From April 2021, HMRC applied the same rules to the private sector. It is too early after its introduction, especially with the pandemic lockdowns, to judge whether the private sector is behaving in the same way as the public sector. But I tend to think it will not, as employers implicitly behave fairly towards their workers and will take each case on merit.
How do you get an employer to agree you are self-employed?
The most important document to be relied upon when you are trying to establish a non-employer/ employee relationship is a contract for services. It is essential that you should act in your work in accordance with the agreed contract.
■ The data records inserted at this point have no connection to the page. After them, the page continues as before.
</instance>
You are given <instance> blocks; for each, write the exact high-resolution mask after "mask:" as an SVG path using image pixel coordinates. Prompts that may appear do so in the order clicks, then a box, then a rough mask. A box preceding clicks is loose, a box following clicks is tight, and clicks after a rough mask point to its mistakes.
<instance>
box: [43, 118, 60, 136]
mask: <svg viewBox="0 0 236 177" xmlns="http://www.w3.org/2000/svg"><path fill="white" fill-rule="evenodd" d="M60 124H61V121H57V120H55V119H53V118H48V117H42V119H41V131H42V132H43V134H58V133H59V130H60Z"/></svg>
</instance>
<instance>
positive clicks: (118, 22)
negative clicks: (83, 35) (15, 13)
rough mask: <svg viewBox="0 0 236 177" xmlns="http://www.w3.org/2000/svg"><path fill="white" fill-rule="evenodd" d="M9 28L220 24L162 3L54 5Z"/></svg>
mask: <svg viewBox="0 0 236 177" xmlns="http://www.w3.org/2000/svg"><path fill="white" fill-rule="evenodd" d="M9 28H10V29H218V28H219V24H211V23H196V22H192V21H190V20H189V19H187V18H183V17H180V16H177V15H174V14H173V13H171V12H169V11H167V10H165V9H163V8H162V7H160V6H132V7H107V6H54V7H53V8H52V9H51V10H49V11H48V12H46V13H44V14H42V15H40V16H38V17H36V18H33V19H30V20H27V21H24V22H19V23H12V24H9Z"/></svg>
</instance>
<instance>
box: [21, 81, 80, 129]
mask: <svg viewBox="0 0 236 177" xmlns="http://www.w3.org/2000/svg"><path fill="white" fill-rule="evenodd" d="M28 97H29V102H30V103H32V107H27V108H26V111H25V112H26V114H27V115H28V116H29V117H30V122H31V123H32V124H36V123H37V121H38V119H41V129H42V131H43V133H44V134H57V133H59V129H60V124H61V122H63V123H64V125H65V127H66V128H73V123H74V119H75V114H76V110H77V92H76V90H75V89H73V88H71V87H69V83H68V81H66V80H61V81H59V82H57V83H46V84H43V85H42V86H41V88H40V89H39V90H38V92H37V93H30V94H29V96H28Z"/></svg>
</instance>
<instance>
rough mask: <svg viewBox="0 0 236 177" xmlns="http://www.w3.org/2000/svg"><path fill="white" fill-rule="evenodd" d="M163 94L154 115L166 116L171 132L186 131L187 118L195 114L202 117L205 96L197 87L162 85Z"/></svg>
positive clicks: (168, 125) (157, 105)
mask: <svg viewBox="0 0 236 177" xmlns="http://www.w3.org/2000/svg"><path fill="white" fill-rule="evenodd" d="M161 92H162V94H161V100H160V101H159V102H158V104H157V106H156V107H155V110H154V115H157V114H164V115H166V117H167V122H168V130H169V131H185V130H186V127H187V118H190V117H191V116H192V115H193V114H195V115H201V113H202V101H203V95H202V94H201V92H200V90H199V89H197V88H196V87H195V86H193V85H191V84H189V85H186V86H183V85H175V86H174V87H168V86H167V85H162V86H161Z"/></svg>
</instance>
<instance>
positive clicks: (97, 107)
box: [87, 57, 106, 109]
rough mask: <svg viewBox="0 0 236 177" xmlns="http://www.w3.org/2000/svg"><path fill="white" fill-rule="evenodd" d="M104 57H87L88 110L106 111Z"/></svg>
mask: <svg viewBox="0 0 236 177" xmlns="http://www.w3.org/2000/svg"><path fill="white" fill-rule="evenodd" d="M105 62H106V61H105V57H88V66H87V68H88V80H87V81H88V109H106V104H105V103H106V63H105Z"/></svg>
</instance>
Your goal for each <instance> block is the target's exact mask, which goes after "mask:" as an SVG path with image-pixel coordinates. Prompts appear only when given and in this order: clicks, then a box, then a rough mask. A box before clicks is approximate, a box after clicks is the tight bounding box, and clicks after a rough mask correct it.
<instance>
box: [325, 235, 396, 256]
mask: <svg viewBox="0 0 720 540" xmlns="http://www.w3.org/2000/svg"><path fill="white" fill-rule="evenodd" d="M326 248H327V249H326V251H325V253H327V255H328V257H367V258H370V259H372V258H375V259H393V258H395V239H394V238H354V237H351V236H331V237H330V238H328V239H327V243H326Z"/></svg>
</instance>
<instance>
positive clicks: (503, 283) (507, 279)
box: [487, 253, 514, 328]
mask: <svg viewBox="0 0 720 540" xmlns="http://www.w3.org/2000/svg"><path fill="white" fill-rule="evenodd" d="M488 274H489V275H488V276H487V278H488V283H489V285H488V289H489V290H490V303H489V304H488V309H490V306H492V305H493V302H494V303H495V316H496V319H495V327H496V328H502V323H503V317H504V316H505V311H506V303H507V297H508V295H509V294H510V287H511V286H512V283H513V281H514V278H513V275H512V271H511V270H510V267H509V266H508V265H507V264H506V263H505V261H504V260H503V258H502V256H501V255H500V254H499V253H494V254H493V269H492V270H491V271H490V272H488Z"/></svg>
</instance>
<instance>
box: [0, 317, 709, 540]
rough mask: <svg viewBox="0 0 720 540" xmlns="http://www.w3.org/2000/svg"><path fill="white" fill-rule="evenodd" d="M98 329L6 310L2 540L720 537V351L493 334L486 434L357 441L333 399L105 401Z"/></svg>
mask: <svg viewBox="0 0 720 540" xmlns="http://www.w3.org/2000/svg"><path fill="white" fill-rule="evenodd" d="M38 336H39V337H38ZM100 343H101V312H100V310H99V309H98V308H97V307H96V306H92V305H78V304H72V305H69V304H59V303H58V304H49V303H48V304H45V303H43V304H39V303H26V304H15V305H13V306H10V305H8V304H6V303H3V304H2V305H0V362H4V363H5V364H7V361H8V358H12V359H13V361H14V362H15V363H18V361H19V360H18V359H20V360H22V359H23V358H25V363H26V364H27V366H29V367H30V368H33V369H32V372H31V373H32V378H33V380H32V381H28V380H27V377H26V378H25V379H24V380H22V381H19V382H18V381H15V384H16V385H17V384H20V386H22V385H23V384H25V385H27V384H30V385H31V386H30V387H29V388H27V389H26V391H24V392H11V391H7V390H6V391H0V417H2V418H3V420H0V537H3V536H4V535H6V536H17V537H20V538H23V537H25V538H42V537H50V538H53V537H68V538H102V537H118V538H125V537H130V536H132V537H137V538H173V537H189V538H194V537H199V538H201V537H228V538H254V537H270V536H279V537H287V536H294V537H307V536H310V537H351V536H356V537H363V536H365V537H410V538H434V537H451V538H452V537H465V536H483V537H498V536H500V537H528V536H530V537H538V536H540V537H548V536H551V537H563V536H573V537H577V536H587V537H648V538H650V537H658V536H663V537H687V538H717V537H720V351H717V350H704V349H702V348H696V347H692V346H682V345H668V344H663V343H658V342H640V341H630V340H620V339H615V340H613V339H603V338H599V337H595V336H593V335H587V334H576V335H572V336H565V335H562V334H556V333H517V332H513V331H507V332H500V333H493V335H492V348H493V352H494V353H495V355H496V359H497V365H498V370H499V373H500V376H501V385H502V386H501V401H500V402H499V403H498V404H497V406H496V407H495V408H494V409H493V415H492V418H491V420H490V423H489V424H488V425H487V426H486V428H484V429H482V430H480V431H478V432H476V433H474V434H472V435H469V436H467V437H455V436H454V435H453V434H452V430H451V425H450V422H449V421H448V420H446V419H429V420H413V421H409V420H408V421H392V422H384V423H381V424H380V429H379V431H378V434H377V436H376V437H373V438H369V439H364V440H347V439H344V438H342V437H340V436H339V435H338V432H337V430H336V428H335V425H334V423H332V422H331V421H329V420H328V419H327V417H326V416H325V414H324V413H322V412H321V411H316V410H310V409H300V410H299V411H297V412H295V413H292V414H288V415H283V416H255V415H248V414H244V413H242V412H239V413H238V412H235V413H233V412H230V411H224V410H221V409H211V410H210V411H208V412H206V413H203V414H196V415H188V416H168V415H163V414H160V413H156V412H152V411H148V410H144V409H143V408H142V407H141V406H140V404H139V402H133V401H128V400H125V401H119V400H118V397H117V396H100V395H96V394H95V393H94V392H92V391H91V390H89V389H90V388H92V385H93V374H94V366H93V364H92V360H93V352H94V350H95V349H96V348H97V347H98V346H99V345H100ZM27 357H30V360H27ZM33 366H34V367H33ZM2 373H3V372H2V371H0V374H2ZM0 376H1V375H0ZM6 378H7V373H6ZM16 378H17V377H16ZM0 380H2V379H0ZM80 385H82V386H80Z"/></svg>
If you should deviate from it, there is a risk that you will be caught by IR35.
There are several principles that need to be established in the contract including:
- Mutuality of obligation (MOO)
- Direct supervision and control
- Substitution and financial risk amongst others.
Satisfaction of one of these factors doesn’t necessarily protect you from deemed employment but the more that is covered by the contract the likelier it is that IR35 will not apply.
What should you do?
- Have a strong contract for services in place.
- Act in accordance with the contract.
- Make sure you undertake all of the activities associated with running a business.
- Ask the employer to reconsider its decision if they decide to include you under IR35.
- Is the employers’ introduction of a blanket policy of including all workers inside IR35 appropriate.
- Ask us to obtain a review of your contract and working practices.
- Although this post is not primarily about finance, getting it right will, in all likelihood, save you money, time and not being deprived of the cash paid to HMRC prematurely.